Zurück in die Zukunft der Blau-Wahrnehmung
Aus der Serie «Sprachperlen»
(stu) Eine seltsam elegant dahin drehende Stacheldraht-Spirale, die wie ein Modell im Maßstab 1:100 eines Tornados allein schon daher Ungutes ahnen lässt und die auf dem üblichen Podest des Kunstwerkers je nach Lichteinfall merkwürdige und unheimelige Schatten wirft, die uns diffus an schreckliche nur schlecht verdrängte Bilder mahnt, und die uns trotz ihrer tänzerische Dynamik wegen ihrer Stacheln zurückschrecken lässt.
Es ist dies die fast naive und auf jeden Fall unmittelbar authentisch, quasi der Jugendkultur gleich, wirkende Umsetzung der in wissenschaftlichen Arbeit von E. Noelle-Neumann definierten SCHWEIGESPIRALE, die ebenso exakt und menschlich und künstlerisch besser, nämlich in gefühlstiefer Wahrnehmung im Werk von Heinrich Mann “der Untertan” und in Alberto Moravias “Il conformista”, in nicht zu überbietender Differenziertheit und in einer kaum zu ignorierenden ewigen Aktualität längst zum literarischen Denkmal geworden ist.

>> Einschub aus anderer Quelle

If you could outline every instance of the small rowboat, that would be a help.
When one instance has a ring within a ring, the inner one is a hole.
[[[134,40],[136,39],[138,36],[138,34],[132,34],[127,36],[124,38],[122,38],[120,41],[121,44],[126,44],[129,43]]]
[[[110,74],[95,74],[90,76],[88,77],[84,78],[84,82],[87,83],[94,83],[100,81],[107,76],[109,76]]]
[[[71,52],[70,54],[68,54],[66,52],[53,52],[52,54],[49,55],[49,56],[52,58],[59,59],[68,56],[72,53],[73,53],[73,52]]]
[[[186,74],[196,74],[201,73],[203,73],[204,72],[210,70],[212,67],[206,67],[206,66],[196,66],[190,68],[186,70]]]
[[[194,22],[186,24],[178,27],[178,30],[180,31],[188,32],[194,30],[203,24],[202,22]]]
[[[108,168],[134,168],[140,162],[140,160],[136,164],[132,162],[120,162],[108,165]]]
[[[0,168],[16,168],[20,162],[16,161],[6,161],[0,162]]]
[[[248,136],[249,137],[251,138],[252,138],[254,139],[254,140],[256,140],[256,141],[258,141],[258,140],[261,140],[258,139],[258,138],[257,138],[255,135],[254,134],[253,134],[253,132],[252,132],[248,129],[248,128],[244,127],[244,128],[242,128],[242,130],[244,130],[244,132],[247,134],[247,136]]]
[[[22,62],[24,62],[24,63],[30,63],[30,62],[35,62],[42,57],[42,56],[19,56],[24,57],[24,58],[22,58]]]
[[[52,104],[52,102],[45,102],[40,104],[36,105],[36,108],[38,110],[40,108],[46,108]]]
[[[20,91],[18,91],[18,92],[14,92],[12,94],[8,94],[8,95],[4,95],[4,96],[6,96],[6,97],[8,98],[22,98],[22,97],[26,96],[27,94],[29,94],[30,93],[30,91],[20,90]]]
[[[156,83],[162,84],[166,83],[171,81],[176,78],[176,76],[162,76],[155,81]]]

Dem Kunstwerker ist dieser Stoff, dieses Urphänomen in einer ihm nur scheinbar paradoxal fröhliche Gelassenheit auslösenden Intensität stetig nahe. Es gibt nichts, an dem er diese Leidigkeit nicht ermessen würde. Aber seiner unmittelbaren Erkenntnis dieses die Menschheit seit jeher mit-definierenden Wesenszuges folgt die Weisheit des frohen Mutes. Diese seine, jeglicher Depression ferne Sicht ist das Fundament aller seiner Werke und wohl auch seines ärztlichen Wirkens. Bezeichnenderweise erinnert die Stachelspirale an die DORNENKRONE und es scheint, als hätte Mara diese Krone auseinandergezogen dargestellt, um deren Tatsächlichkeit in jeder ihrer Windungen, vom Kleinen ins Unendliche und Unbestimmte, quasi wissenschaftlich aufgegliedert darzubieten.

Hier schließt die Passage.